I'm actually going to take my tall, beautiful Amazon jeans shopping in a few months and we're not going to the Junior department anymore (she's not a jr. size). We'll have to go up a few sizes to get the pants to go over her muscular dancer legs and then to a tailor to bring in the waist.

Its kind of like revising: write more than you need, trim what doesn't work and voila! The writing fits the model in your brain.

M.V.Freeman said...

Hugs to you and your daughter.

This is one of the reasons I despise shopping. In fact, I contemplate getting medication before I go shopping (I don't..LOL, a coffee will do).

My Daughter, LOVES to shop. So this is conundrum. Sometimes I can get the hubby to go...he has far more patience.

This is a road I will have to travel, it is going to be painful, I'm not going to like it, but walk it I will--and when we shop its like "Princess and the Pea meets the wicked witch and the goat herder's daughter...." LOL!!!

(And you and your daughter are BEAUTFIUL!!!!)

Christine said...

Just give her to over to us... my DD would LOVE to be her guide through the shops :) They can come get credit cards or $$$ from us when it's time for approval and payment LOL.

Going shopping for the DH today--comfy clothes for post surgery.
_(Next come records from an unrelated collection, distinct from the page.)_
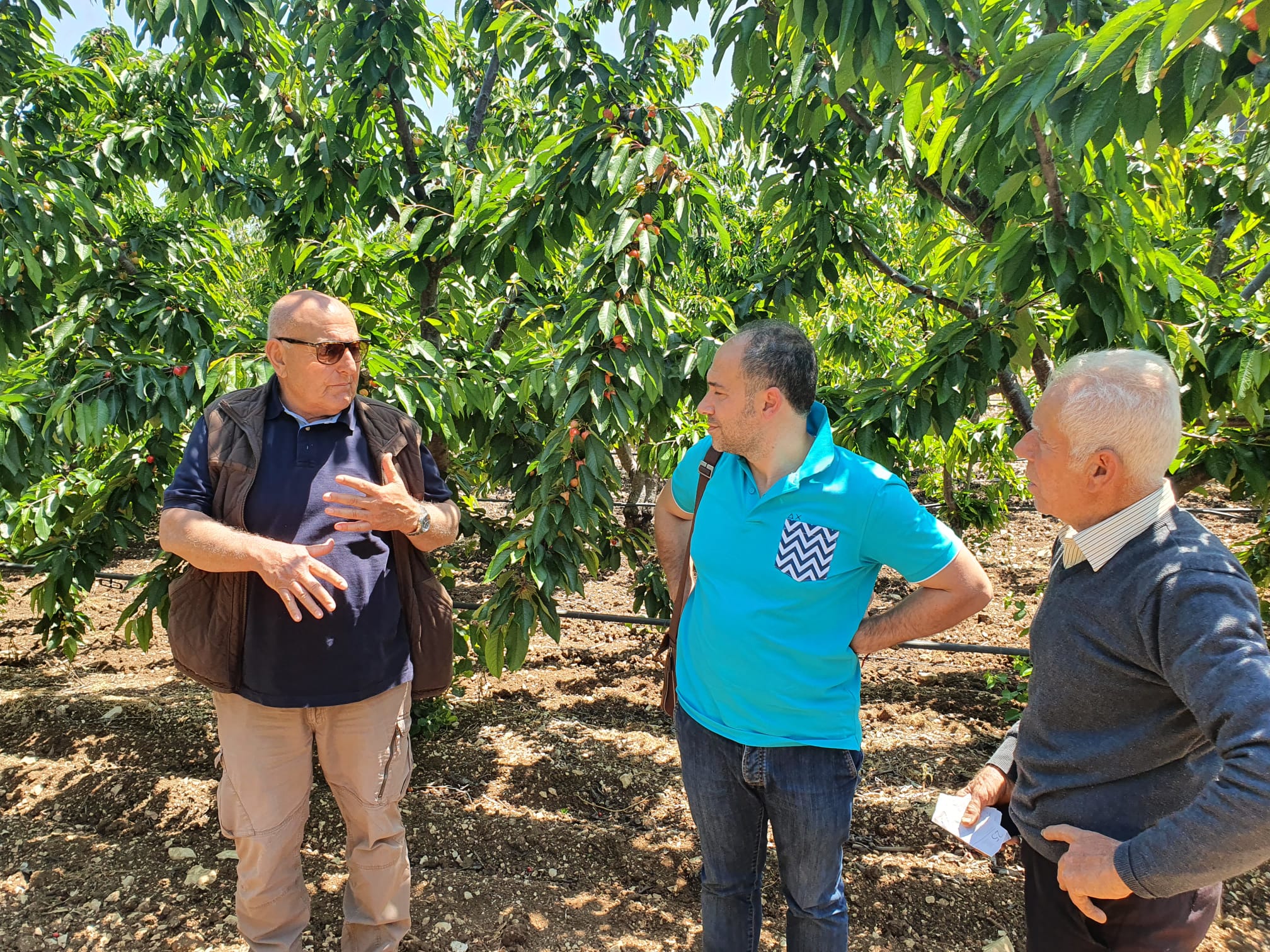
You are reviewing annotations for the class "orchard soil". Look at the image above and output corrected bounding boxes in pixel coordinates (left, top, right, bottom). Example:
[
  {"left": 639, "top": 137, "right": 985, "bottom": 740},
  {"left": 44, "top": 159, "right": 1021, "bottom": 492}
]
[{"left": 0, "top": 513, "right": 1270, "bottom": 952}]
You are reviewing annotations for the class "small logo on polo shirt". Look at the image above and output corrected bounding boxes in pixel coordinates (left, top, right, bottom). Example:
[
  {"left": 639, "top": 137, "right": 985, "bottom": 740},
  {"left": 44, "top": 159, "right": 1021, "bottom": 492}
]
[{"left": 776, "top": 518, "right": 838, "bottom": 581}]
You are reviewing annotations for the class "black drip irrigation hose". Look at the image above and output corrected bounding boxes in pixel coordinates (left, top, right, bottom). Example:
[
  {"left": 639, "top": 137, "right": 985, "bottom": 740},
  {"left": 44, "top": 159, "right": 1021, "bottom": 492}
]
[
  {"left": 0, "top": 562, "right": 1031, "bottom": 657},
  {"left": 476, "top": 496, "right": 1261, "bottom": 519}
]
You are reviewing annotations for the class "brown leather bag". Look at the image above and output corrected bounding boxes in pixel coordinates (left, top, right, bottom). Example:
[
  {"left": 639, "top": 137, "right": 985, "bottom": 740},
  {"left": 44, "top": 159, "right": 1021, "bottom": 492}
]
[{"left": 656, "top": 447, "right": 723, "bottom": 717}]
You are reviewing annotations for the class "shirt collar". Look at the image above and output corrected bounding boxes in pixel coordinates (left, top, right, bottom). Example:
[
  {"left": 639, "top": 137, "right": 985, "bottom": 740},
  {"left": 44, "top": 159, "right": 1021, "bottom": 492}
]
[
  {"left": 1060, "top": 480, "right": 1176, "bottom": 571},
  {"left": 787, "top": 401, "right": 837, "bottom": 489},
  {"left": 264, "top": 383, "right": 352, "bottom": 429}
]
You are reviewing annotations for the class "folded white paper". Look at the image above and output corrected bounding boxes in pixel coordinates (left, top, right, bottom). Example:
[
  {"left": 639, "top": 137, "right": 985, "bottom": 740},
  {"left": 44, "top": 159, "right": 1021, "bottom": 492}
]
[{"left": 931, "top": 793, "right": 1010, "bottom": 857}]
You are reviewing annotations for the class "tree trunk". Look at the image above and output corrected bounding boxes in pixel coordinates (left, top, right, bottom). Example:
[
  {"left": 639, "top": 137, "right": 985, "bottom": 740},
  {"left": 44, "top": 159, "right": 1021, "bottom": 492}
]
[
  {"left": 617, "top": 443, "right": 658, "bottom": 530},
  {"left": 1204, "top": 203, "right": 1241, "bottom": 282},
  {"left": 997, "top": 367, "right": 1031, "bottom": 431},
  {"left": 944, "top": 463, "right": 965, "bottom": 537},
  {"left": 1169, "top": 466, "right": 1213, "bottom": 499},
  {"left": 1033, "top": 344, "right": 1054, "bottom": 391},
  {"left": 464, "top": 50, "right": 500, "bottom": 152},
  {"left": 485, "top": 291, "right": 520, "bottom": 354},
  {"left": 1240, "top": 261, "right": 1270, "bottom": 301},
  {"left": 419, "top": 259, "right": 449, "bottom": 346}
]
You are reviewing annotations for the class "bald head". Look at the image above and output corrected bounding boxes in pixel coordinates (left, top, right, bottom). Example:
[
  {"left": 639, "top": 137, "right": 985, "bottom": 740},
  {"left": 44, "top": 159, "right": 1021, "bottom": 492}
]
[{"left": 269, "top": 288, "right": 357, "bottom": 340}]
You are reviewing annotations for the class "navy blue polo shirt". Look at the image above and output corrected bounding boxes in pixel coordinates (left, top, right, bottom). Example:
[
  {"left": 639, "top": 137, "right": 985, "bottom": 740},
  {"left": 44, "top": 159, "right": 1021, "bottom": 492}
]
[{"left": 164, "top": 383, "right": 451, "bottom": 707}]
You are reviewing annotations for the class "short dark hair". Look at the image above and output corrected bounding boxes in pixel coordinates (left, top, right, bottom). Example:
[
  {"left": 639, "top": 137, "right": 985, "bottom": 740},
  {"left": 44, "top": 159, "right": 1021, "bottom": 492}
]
[{"left": 733, "top": 320, "right": 816, "bottom": 416}]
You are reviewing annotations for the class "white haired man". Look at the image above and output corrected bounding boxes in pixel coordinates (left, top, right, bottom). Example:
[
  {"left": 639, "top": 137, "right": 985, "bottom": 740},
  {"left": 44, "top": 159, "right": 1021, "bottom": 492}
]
[
  {"left": 159, "top": 291, "right": 459, "bottom": 952},
  {"left": 963, "top": 350, "right": 1270, "bottom": 952}
]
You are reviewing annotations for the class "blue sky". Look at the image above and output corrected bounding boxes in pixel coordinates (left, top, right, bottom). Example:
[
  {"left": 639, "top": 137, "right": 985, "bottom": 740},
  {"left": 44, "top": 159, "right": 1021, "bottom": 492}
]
[{"left": 54, "top": 0, "right": 733, "bottom": 123}]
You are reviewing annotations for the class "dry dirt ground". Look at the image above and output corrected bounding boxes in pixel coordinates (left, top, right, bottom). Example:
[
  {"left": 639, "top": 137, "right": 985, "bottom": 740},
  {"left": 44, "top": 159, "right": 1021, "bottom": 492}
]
[{"left": 0, "top": 513, "right": 1270, "bottom": 952}]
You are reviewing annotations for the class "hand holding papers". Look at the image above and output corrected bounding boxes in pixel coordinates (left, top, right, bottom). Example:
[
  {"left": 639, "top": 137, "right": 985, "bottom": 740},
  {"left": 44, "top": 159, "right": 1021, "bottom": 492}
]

Can't believe we are 4 sleeps away from it.

Helen Ginger said...

We women (and girls) are too judgmental on ourselves. It stays with us way too long. My guess is it affects even those who society believes are "perfect."

Straight From Hel

M.V.Freeman said...

Any time!! I will take you up on that.

And HUGS!! I'm here for you...4 sleeps away..he will DO GREAT!!!

Ellen B said...

I hope the surgery goes well, Christine, best wishes to your DH :)

Christine said...

Helen: I agree. We are too hard on ourselves. I feel pretty good about where I am as a human being, but I struggle with doubt as well. I honestly believe the only thing that gets me to sit in front of the computer is my belief that I must do it for myself.

I"m fortunate. My DH loves and supports my crazy obsession.

My DD is happy today, Ellen, she tried on women's jeans and they fit and they weren't a horrible HIGH size. Thank goodness. And thanks for the well -wishes for my hubby. He's a bit nervous!

Mary: after we get through this week I'll trade range lessons for shopping with your DD.